Committees can ask those questions publicly, under oath, and obtain answers and documents faster than the SEC through requests for information and ultimately subpoenas. What came up in those discussions? Which counterparties communicated with each other? Did anyone get an inappropriate heads-up about the trading halts? The House and Senate committees should ask in writing that Robinhood CEO provide committees detailed descriptions and document production of all related communications.

In a market distorted by complexity and conflicts, payment for order flow further erodes trust that the markets are free, fair and transparent. In an interview with CNBC, Robinhood’s CEO told Andrew Ross Sorkin that they made the decision to restrict buying in certain names to “protect the firm and protect our customers.” While Citadel Securities pays Robinhood hundreds of millions of dollars for order flow, and their customers pay nothing to trade, the question will always remain: To whom was he referring when he said he was “protecting our customers”?
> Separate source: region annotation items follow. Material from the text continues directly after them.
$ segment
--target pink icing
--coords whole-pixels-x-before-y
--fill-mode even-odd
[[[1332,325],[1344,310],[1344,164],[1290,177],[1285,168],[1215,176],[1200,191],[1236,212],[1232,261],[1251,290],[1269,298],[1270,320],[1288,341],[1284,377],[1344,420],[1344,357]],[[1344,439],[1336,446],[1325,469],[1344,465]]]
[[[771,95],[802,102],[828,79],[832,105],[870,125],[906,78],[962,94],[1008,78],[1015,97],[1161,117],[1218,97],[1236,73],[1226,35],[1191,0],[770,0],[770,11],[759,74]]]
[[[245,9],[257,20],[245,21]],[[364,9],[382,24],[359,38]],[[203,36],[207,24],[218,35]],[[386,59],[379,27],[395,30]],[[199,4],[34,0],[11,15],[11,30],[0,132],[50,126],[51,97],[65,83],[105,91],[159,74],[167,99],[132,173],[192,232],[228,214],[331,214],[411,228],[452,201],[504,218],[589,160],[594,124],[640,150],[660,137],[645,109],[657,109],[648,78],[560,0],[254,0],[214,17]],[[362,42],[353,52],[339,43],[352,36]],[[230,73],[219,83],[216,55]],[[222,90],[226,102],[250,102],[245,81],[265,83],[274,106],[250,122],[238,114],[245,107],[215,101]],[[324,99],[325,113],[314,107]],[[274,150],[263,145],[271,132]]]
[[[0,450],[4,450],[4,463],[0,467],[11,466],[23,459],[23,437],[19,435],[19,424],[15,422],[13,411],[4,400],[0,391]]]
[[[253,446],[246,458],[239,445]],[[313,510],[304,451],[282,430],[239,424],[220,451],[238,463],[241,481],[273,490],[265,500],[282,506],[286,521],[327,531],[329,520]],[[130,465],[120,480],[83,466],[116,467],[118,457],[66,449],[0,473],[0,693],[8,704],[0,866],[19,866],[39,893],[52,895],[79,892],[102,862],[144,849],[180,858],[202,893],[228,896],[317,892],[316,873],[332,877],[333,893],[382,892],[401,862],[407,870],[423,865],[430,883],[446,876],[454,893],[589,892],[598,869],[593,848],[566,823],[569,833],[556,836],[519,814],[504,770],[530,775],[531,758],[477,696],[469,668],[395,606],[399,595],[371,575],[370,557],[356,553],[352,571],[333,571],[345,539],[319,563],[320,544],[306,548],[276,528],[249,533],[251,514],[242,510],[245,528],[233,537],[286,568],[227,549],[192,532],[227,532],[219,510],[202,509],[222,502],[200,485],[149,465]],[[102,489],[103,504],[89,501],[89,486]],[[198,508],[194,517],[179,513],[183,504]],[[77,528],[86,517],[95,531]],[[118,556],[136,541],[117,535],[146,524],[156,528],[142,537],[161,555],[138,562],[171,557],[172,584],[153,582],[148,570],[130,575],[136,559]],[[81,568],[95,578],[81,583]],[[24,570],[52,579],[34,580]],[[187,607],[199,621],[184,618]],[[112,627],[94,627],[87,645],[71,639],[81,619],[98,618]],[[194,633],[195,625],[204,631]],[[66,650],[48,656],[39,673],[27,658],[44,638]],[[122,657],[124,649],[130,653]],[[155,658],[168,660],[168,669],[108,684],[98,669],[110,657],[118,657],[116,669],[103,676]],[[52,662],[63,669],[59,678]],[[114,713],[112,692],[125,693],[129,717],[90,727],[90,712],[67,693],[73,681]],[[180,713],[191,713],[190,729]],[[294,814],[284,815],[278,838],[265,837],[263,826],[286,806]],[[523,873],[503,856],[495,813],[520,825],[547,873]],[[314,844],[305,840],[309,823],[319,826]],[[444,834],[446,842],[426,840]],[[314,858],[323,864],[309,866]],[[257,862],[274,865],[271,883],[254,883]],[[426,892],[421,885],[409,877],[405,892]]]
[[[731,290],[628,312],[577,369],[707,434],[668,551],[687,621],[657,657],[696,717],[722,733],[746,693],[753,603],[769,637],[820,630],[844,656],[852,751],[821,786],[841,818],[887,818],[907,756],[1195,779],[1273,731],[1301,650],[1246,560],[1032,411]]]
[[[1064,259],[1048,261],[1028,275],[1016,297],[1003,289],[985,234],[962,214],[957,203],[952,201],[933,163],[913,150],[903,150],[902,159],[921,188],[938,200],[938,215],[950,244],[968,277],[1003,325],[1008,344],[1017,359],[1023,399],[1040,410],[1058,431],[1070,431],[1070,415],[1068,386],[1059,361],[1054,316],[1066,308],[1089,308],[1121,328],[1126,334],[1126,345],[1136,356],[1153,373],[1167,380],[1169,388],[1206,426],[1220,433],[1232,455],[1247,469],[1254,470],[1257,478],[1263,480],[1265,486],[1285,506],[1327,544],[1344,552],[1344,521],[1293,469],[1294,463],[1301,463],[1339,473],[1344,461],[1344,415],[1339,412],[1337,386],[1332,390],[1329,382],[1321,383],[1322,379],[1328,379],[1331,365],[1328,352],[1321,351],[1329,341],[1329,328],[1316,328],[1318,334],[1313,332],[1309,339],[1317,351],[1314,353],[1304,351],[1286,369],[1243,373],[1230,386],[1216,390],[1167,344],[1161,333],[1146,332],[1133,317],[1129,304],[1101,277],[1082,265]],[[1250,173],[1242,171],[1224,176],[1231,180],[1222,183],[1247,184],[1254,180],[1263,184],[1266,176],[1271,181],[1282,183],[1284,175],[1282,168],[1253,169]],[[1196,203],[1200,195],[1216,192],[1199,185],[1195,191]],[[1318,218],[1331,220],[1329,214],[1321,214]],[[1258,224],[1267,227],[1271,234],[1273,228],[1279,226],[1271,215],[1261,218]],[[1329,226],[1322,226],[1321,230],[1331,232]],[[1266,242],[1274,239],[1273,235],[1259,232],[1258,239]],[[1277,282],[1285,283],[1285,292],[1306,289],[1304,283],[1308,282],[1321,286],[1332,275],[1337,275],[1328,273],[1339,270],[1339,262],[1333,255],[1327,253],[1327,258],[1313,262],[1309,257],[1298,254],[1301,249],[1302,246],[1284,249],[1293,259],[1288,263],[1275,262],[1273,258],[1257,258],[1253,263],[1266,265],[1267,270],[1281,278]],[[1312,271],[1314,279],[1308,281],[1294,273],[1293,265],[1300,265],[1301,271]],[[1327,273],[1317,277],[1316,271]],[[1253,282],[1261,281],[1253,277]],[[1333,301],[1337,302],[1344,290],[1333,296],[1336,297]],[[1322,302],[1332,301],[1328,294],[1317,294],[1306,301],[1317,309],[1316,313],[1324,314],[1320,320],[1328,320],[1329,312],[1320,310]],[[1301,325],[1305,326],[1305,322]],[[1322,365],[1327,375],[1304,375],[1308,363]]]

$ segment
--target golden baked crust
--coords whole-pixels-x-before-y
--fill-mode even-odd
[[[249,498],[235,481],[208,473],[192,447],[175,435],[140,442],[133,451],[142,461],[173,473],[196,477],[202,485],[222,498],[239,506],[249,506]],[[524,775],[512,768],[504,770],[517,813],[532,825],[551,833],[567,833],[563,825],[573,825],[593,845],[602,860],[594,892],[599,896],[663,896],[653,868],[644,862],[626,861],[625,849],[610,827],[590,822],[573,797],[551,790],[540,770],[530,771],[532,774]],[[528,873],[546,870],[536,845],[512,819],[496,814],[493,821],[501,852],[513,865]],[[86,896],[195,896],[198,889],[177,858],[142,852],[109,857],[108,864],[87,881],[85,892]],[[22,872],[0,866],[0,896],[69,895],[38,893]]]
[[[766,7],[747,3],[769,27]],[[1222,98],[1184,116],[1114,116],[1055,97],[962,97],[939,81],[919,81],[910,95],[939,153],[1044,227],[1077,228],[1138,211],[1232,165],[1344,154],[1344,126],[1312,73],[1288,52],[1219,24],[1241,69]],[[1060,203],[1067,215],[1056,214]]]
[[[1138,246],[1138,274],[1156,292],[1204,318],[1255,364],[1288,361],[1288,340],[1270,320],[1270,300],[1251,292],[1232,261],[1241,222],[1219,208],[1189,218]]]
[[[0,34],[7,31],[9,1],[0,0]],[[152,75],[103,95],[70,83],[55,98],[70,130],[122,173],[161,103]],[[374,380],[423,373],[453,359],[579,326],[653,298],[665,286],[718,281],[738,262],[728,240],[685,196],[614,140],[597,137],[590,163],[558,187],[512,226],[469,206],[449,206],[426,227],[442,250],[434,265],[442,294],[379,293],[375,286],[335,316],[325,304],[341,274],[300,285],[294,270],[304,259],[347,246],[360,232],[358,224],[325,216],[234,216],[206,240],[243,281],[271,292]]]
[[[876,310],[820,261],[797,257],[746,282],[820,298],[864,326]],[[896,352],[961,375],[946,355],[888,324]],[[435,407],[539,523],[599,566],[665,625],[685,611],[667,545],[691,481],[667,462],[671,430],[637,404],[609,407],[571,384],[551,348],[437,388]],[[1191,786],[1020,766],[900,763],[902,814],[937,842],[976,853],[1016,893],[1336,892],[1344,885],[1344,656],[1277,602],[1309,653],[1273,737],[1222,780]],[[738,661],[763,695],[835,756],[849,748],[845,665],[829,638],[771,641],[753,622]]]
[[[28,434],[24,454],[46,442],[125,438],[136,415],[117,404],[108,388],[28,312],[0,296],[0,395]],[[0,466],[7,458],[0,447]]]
Beyond the specifics of the GameStop/Robinhood affair, the hearings will show that practices like payment for order flow and rebates are rocket fuel for the structural conflicts of interest that exist here. The conflicted payments that payment for order flow and rebates often represent can be the sweetener to convince institutional investors to send trades to execution environments, where they can be taxed by latency arbitrage practices by high-speed trading firms. 

The UK Financial Services Authority has estimated that these latency arbitrage practices cost global investors $5 billion per year. A timely academic study of zero commission traders in PFOF platforms shows they pay a much higher spread. These hidden taxes make the Sheriff of Nottingham a more apt reference from the Robinhood tale.

At a minimum, these hearings should lead to a bipartisan call for the SEC’s Division of Economics and Risk Analysis to do a study of the cost rebates and PFOF. Both sides of the aisle should agree that we need an honest estimate of the costs of these practices as the SEC prepares to take steps to address them. We’ve already seen their impact on the front page of the paper.

J.W. Verret is an associate professor at George Mason University Scalia Law School and a former Republican senior counsel and chief economist at the U.S. House Committee on Financial Services.

Editor’s note: A previous version of this op-ed conflated Citadel and Citadel Securities, which are two separate and distinct businesses with the same founder. Citadel is a hedge fund business (which invested in Melvin Capital), while Citadel Securities is a market making business that executes trades for Robinhood and other retail broker dealers.